Even better, he’s kept this sound through the Smash Bros. series, so that in the heat of a battle you hear these grunts pretty well all the time.
Click here to experience the fury of a green dinosaur sounding like he’s about to burst a vein in his forehead.
9. Yoshi’s Island – Mario’s Cry
We can hardly talk about Yoshi without mentioning the Super Nintendo game where he has to take baby Mario through a number of different stages. Touch anything more dangerous than the ground and Mario flies off Yoshi’s back, gets wrapped in a bubble, and starts bawling.
Even better is that he cries in what sounds like a recording of an actual baby bawling. And if you’ve ever heard a baby bawling, you know exactly how this sounds. In fact the sound is so annoying that you anything to get it to stop. You panic, lose your composure, and scramble around trying to get that stupid baby out of that stupid bubble so he’ll stop his STUPID CRYING.
Click here to be indoctrinated into the Church of Baby-Cry.

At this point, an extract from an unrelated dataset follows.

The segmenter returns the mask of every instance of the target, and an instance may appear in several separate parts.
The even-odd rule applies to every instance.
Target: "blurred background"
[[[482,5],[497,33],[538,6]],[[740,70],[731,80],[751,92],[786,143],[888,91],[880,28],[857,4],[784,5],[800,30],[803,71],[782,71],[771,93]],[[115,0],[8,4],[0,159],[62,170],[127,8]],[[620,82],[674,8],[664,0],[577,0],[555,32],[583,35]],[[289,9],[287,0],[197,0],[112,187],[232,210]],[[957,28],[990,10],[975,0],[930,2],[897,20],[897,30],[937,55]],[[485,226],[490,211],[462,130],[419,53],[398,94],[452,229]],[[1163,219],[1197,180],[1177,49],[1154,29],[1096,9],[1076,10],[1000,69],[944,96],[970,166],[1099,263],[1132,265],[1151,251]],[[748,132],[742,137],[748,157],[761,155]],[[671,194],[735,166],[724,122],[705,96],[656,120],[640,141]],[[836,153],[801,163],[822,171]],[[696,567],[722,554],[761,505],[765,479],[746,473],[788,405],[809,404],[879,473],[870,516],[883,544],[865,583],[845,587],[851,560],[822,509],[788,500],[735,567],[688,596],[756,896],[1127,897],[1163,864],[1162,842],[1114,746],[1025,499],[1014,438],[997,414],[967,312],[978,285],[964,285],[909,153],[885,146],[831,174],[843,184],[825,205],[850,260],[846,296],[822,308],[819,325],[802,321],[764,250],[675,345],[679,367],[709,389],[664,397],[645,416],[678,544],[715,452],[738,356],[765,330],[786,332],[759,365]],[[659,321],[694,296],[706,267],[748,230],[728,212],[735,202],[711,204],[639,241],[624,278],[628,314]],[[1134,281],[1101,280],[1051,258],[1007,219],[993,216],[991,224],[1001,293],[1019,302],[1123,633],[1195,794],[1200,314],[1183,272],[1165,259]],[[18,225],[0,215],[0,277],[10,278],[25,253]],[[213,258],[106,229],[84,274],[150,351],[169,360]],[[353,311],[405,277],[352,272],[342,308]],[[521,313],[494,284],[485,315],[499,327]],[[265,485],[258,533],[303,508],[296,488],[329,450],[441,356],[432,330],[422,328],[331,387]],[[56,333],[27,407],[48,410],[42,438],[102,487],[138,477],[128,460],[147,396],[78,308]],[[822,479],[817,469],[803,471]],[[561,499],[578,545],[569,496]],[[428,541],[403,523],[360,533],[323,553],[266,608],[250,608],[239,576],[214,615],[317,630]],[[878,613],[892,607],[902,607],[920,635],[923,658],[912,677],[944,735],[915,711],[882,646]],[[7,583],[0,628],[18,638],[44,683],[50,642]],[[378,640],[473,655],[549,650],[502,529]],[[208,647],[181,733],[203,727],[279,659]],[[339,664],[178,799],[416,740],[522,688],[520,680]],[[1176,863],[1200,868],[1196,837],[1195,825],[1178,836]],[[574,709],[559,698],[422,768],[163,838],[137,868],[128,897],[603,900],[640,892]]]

10. Legend of Zelda Series – HP Alarm
It’s just like the other series. Link takes enough hits and you get a helpful chirp-chirp-chirp-chirp-chirp-chirp-chirp-chirp-chirp-chirp to let you know that your health is low. Which, yeah, is helpful for the first five minutes, but after you kill enemy after enemy, and very very carefully avoid all the projectiles and dangerous articles in the world trying to find just one heart to refill your meter a little bit and get that beeping to stop. Oh, but there aren’t any more hearts for some reason. The world was lousy with them while you had full health, but drop to critical levels and the supply completely dries up. It’s like some kind of Heart Goblin comes down and steals them from beneath every rock and bush in the land.
Click here if you think you can stomach the Search for Just One More Heart To Stop That Beeping sidequest in the Super NES Zelda game.
11. Ocarina of Time – Navi
I could hardly compile a list like this without mentioning the Queen of Annoyance herself, Navi. Navi is a little fairy that helps link out in the Ocarina of Time. She’s oh so helpful by pointing out that you should “Look!” at something, “Hey!” you should “Look!” at something else, “Hey!” “Watch out!”. Every single time you target something, or want to get a closer look at something, or something is possibly interesting in the vicinity, or she just wants to talk to you for a while.
You literally hear her holler at you hundreds of times throughout a playthrough. And you can’t shut her off, she’s going to haunt your dreams once you turn the console off.